Reviving Undergraduate General Education One Classroom at a Time
Our Mission
The Chang Chavkin Center for Liberal Education and Civic Life is leading a movement to restore liberal education to the heart of the undergraduate curriculum. We promote small, discussion-based classes that bring students together in conversations about foundational texts and questions of enduring significance. We support faculty in building general education programs that introduce students to great teachers, great texts, and great questions regardless of their major or career aspirations.
Our goal is to help every college and university offer its students a personally transformative liberal education that prepares them for lives of meaning and civic purpose.
What Is Liberal Education? Why Civic Life?
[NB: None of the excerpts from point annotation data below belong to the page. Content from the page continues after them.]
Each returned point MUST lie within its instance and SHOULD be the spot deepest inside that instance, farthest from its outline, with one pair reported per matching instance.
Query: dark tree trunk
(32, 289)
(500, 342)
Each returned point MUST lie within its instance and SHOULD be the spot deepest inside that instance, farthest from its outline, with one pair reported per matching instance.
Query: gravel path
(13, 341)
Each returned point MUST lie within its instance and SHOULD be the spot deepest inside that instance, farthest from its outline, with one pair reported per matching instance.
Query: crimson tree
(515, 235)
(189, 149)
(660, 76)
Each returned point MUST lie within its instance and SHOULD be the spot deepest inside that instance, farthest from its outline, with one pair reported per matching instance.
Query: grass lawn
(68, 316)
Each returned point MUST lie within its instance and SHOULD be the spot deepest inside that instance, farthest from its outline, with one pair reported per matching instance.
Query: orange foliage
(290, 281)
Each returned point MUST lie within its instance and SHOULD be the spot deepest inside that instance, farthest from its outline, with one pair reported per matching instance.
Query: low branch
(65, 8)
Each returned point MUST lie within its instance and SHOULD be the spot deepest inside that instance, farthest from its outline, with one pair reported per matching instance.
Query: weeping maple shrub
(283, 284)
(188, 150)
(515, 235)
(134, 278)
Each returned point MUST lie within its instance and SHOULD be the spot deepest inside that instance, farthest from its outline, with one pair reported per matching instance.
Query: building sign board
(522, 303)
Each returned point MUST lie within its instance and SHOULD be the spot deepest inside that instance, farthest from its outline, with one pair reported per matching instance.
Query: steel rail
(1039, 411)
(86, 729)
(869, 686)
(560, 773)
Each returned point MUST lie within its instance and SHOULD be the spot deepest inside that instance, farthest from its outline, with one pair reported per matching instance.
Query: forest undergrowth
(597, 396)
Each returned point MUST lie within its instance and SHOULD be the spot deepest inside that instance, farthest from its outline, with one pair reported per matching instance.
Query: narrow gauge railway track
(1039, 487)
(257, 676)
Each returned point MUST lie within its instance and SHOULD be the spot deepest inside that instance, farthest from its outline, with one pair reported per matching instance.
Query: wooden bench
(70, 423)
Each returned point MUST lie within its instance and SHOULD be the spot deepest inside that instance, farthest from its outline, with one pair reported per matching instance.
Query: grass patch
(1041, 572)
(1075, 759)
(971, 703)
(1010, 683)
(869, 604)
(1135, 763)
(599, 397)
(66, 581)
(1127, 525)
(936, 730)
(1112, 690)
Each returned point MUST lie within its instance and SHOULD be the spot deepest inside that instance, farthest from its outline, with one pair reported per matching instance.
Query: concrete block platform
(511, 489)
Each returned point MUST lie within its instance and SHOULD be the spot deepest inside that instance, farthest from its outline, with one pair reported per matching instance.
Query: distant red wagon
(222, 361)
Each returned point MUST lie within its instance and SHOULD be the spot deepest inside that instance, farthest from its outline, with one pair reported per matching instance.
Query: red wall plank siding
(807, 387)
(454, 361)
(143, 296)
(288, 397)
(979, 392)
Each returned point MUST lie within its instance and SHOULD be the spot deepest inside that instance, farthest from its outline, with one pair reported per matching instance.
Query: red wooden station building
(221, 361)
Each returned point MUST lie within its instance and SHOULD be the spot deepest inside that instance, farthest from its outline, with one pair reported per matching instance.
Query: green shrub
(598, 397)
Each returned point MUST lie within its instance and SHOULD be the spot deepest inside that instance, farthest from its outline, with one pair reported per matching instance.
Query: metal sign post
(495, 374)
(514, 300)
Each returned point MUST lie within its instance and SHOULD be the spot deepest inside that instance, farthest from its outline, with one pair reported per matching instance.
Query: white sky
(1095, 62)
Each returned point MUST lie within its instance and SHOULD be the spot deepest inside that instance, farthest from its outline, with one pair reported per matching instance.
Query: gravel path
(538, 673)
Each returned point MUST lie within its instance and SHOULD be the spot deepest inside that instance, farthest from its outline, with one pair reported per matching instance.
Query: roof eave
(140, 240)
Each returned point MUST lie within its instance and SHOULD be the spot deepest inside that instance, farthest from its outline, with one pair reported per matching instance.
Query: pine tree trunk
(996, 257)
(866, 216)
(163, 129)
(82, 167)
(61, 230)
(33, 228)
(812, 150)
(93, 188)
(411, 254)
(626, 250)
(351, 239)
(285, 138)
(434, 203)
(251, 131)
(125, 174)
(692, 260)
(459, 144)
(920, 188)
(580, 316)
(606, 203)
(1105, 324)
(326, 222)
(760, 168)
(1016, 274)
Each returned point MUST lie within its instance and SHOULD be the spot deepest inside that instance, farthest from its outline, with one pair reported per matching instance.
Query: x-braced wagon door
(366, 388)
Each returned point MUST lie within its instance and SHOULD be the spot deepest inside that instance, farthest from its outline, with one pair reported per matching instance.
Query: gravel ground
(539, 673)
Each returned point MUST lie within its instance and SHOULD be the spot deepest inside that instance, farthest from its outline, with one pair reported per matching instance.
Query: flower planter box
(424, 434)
The connection between liberal education and civic life goes back to the ancient democracy of Athens, where liberal education was conceived as a way of equipping citizens for the task of self-governance.
Our Story
Higher education is at a crisis point. Students have been led to see college as transactional. Faculty feel isolated and administrators feel lost. Public trust is slipping. Even the classroom—the place where learning should come alive—has been overshadowed by specialized research, careerism, and technology. Artificial intelligence is calling into question the meaning of academic work including basic skills like reading and writing and is making it impossible to anticipate which academic majors are likely to lead to good careers.
We believe that colleges and universities can be revitalized by putting transformative liberal education at the heart of their educational mission: administrative leaders find institutional purpose, teachers find community and collegiality, and students find opportunities to reflect deeply, to connect with their peers in robust, face-to-face discussions about texts they’ve read in common, and to challenge themselves to ask big questions.
The Chang Chavkin Center for Liberal Education and Civic Life shows a way forward for higher education by bringing college back to its roots, its strengths, and its true purpose: the cultivation of thoughtful, discerning, and imaginative citizens on whom civic life depends.